En 1739, la nation était en état de consacrer une somme, sans doute assez importante, à la construction d'une galerie dans le fondouk, où les marchands pourraient passer plus agréablement leur temps aux époques de peste ou de guerre civile, quand ils étaient obligés de rester enfermés. Le divan, propriétaire du fondouk, consentit seulement à fournir les matériaux, la nation paya le reste.

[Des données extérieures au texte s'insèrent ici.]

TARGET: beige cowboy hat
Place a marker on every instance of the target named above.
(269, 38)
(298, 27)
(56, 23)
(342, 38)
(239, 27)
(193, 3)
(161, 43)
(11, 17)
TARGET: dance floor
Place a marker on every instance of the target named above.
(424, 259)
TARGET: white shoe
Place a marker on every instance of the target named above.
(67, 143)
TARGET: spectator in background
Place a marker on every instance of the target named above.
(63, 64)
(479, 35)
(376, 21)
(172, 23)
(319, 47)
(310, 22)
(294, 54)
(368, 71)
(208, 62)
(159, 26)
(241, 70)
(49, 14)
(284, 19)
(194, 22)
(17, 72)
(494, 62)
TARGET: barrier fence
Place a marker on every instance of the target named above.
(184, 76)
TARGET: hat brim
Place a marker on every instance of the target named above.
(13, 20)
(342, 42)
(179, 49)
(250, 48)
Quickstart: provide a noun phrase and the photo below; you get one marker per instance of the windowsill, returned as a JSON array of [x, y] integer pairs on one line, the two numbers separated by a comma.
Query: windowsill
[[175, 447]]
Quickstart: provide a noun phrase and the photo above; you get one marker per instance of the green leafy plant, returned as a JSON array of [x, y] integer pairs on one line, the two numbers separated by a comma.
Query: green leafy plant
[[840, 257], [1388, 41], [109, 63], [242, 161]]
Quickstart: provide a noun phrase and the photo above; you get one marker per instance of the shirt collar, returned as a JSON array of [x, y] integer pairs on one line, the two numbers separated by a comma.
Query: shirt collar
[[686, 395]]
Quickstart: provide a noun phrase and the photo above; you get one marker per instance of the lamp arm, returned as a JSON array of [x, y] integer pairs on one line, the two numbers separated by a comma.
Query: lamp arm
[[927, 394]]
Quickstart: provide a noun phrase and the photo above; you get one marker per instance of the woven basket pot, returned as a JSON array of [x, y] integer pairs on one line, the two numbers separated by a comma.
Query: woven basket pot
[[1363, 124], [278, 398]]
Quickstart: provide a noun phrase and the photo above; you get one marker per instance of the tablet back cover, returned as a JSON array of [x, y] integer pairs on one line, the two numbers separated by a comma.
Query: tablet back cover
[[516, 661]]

" Nous déclarons, disait le consul dans une assemblée de la nation, qu'attendu que ladite nation et nous avons fourni à notre particulier le prorata de tout ce qui a été nécessaire, tant pour achever ladite battisse que pour la décorer, elle sera à l'avenir à notre usage et à celui de toute la nation, ayant même encore payé tous conjointement la tapisserie, les chaises du salon et tous les vases de la galerie, nous réservant cependant l'inspection dudit salon et galerie pour nous et nos successeurs, sans néanmoins que nous puissions être en droit, sous quelque prétexte que ce puisse être, non plus que les consuls qui viendront après nous, d'en empêcher l'entrée et la jouissance, à quelque heure que ce soit, à chacun des négociants établis sur cette échelle. "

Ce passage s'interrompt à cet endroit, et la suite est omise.